I feel a rush of affection for him. Gideon may be his only child, but he and Sarah raised me as much as Dad and Mom, if not more, and they are a lot harder to manipulate. Joshua knows I want to go to Vegas, and he’s suspicious, but he’s no snitch.

Plus, he’s beyond excited about Gideon and Callum cominghome. He never wanted them to move out, and Sheena’s security issues are a golden opportunity for him to herd the prodigal chicks—I mean enclave heirs—back into the nest.

I toss him a half-smile.I see you, too, Joshua Therion.One hurdle cleared, I go over my game plan. As long as I can avoid getting caught by Sarah, I’ll be home free.

Three days after I planted the first seeds, Dad sends me back to Vegas.

I’m more than ready to put the compound in the rearview mirror. Do any of them realize that my shoulders shoot up to my fucking ears every time I drive through the gate? Would they care if they did?

Sheena and I are on good terms, and I want to be there for her during this mess, but being surrounded by nosy, opinionated supernaturals wears me down. They watched me grow up. There isn’t a skeleton in my closet that hasn’t been paraded around this compound for inspection. Add in two and a half decades of preconceived notions about how I’ll behave, and I have no choice but to play the role I’ve been cast in.

I’m getting tired of it. The lovable fuckup. Dad’s last hope for a nightmare demon legacy. It’s tragic, really. He wanted the perfect heir but had to squish his spare into the mold instead. Joke’s on him, though. I’m happy to play the part when it suits me, but I’m Ciprian Casanell, and I’m no one’s perfect progeny.

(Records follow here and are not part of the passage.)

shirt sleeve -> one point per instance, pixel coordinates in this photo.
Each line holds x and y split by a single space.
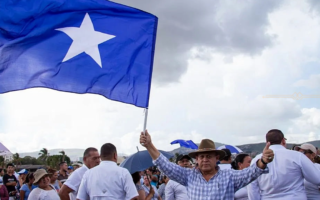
173 171
24 187
82 192
73 182
309 170
129 186
169 192
243 177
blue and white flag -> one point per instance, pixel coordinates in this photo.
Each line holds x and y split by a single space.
80 46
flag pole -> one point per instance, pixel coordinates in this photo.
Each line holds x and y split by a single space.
145 121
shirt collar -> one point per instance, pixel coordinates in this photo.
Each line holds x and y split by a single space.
277 147
108 162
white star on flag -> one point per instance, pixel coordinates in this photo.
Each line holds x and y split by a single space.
85 39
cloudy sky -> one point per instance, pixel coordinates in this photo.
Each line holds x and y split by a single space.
215 63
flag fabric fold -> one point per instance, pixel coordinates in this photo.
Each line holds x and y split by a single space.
79 46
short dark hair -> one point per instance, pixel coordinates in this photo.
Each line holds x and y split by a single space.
29 176
274 136
88 150
60 164
239 159
136 177
10 164
107 151
227 155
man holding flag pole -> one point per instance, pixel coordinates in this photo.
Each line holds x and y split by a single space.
208 181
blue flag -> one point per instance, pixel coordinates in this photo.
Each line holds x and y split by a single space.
80 46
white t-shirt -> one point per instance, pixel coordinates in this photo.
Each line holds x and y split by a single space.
312 190
73 182
176 191
107 181
40 194
241 194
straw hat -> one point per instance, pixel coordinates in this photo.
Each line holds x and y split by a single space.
205 146
38 175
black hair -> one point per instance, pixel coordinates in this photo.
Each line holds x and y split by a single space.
239 159
29 176
107 151
88 150
136 177
10 164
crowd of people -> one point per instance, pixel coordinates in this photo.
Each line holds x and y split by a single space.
205 174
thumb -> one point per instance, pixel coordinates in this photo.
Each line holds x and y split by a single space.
267 146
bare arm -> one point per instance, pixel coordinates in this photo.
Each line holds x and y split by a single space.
146 140
64 192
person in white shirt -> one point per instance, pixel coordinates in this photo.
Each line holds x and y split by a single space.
107 181
69 189
312 190
174 190
225 162
241 162
286 173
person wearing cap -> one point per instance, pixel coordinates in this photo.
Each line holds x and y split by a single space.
312 190
44 191
286 173
208 181
27 187
107 180
70 170
174 190
62 173
22 177
10 181
69 190
225 162
4 195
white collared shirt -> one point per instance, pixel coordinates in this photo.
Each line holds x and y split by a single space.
107 181
73 182
175 191
223 166
312 190
285 178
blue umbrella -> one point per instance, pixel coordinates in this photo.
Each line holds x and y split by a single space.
140 161
185 143
233 149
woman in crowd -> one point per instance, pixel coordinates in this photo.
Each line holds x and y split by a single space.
45 191
142 195
162 187
27 187
241 162
53 175
312 191
4 195
147 187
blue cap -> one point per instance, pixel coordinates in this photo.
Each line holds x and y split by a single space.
23 171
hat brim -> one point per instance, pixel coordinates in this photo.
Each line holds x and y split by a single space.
220 153
38 179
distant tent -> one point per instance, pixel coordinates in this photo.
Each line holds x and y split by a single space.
4 150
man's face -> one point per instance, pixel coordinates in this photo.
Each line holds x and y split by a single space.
207 161
92 160
10 169
184 162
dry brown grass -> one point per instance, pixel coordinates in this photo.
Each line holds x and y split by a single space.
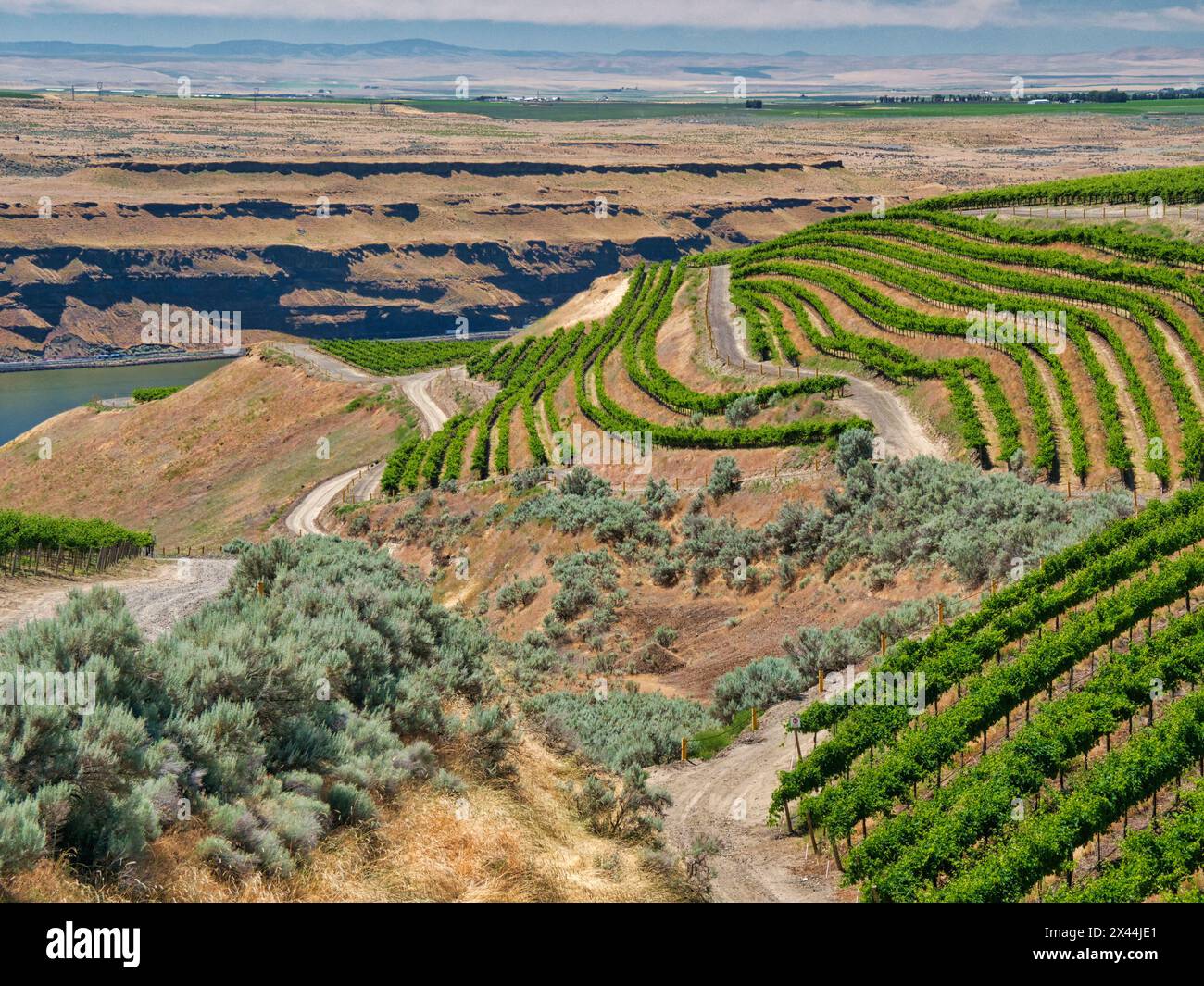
520 842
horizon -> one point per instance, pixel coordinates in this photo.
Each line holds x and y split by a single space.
867 28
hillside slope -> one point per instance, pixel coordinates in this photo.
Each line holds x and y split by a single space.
220 459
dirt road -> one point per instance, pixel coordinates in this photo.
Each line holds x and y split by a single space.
901 431
304 517
156 602
417 388
727 798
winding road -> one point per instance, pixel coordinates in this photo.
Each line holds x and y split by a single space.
727 798
365 481
899 429
156 602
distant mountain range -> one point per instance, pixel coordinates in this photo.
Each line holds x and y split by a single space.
417 67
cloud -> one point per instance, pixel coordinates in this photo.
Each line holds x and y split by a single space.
1160 19
631 13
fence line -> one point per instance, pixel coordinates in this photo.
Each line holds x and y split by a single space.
56 560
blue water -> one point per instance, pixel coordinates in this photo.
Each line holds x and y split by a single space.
28 397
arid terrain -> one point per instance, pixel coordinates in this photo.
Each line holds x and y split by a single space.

Dropping my head against the steering wheel, I breathe in through my nose. This pattern of thoughts is as familiar to me as the back of my hand. It always makes me feel worse, but I don’t know how to put it to bed without crawling in beside it. And why does everything need to be good for me, anyway? I don’t drink scotch for my fucking health.

I turn the radio on and try to get lost in the music. For this job, I need to forget about my enclave responsibilities and blend in. Fringe Ciprian should be sexy and caustic, a good time, but not too good. I need to ride that razor-thin line they always balance on, never showing too much interest in anyone while remaining aware of every move they make.

By the time I step back into my temporary home, I’ve purged the worst of my mood by scream singing punk rock until my throat hurts. There’s no point in having fast healing if you don’t take advantage of it during the important moments, right?

“Right,” I answer myself out loud, loneliness creeping over me.

I’m talking to myself a lot these days. Thank the gods I’m a great conversationalist. Locking the door behind me, I collapse face first on the bed for a nap. After a couple of hours dead to the world, I get a whiff of myself, then stumble to the shower, feeling almost cheerful.